I “style” the pattern by changing the lines to solid, dashed, or dotted, as needed, and making the lines thicker so they’ll be more visible.I add the sewing markings, such as notches, circles, grain lines, and size numbers, and assign each pattern piece an alphanumeric label and label them with the pattern name and number and the piece name.

The final step in pattern creation is to arrange them the way they’ll be printed. Getting all the pieces to fit on the designated size sheet can be a tricky challenge! My partner Doug does this part.

Then we create a PDF of each sheet. The PDF’s are emailed to the printer. We contract our printing through McCall or Simplicity, the only tissue pattern printers in the US.
The printers make a printing plate, and ship a paper copy to us. We then go over it one last time to make sure everything is in place. We always have a minor moment when we’re convinced that they’ve printed the sheet in the wrong scale. After months of staring at it on a computer screen, it looks so big! But careful measurement proves it’s correct, and we tell the printers to go ahead.

After I’ve finished creating the pattern, I take my family out for pizza, buy myself a good book, and take a day or two to lie around reading and doing nothing. Sometimes I get really carried away and clean my house, too. Then it’s time to turn my attention to creating the manuals.

Monday, February 9, 2009

Loose Gown

Recently I was asked if the loose gown, or surcoat, in my Elizabethan comfort package was historically accurate. The element in question was the upper back, which some people maintain should be pleated.

Yes, my surcoat pattern is authentic. It's based on the 1570-80 kirtle and loose gown from the collection of the Germanisches National Museum, In Nurnburg, Germany. Detailed drawings and descriptions can be found on pages 109-112 of Janet Arnold's Patterns Of Fashion. The back is, as in my pattern, unpleated and only slightly shaped to the waistline. and then modestly flared.

For many years, Faire costumers made surcoats that looked like the Nurnburg gown, but with the pleated back. I do not believe this is correct. The style was popularized by the book "Elizabethan Costume" by Janet Winter and Carolyn Savoy.
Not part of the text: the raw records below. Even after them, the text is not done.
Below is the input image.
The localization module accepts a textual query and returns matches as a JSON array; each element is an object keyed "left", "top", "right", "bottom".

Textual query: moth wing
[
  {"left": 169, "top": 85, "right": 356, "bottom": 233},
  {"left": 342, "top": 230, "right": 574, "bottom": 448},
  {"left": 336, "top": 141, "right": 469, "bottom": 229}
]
They wrote the book before Patterns of Fashion was published, and I believe that they based their surcoat pattern on photographs from several costume books. The front view was the Nurnburg garment, but the pleated back was based on a photograph of another garment, a loose gown from 1610-15, also to be seen in Patterns Of Fashion, pages 118-119. This surcoat was pleated under the arms and across the back, but cut to be worn completely open in front.

So, a good educated guess, that happened to be incorrect.

This is not to say that some surcoats of the 1570's and 80's didn't have pleated backs, but it does prove that the flat, semifitted back is also correct.

Thursday, February 5, 2009


Have you ever wondered what all those fancy sewing machine feet do?  This website has dozens of short videos that will explain it all.

Tuesday, February 3, 2009

More Tudor

Click on the image to see the "flats", or technical drawings, of each of the Tudor Lady's Wardrobe garments.

Monday, February 2, 2009


Welcome to my blog!

Let's start with an exciting announcement:  The Tudor Lady's Wardrobe Pattern is at the grading service, and we expect to release it in mid March.

Like our other wardrobe patterns, the Tudor Lady is a large package with numerous variations.  It contains a smock, detachable wrist ruffles, a kirtle with supportive bodice, a gown with three sleeve styles and an optional train,  three undersleeves, two partlets,  and three hats: A linen coif, a French hood, and a gable hood.   Instructions will also be given for simple patternless accessories such as an apron, headrail, and sash.

Since any woman can be a lady, no matter what her social station, the Tudor Lady's wardrobe can also be made in lower class style, by using the appropriate options.  The Tudor style is also perfectly adapted for pregnancy. 

The artist is still at work on the package cover, but clicking on the image above will give you a detailed look at some of the options.

We will begin taking advance orders when the patterns go to the printers, in aproximately 2-3 weeks.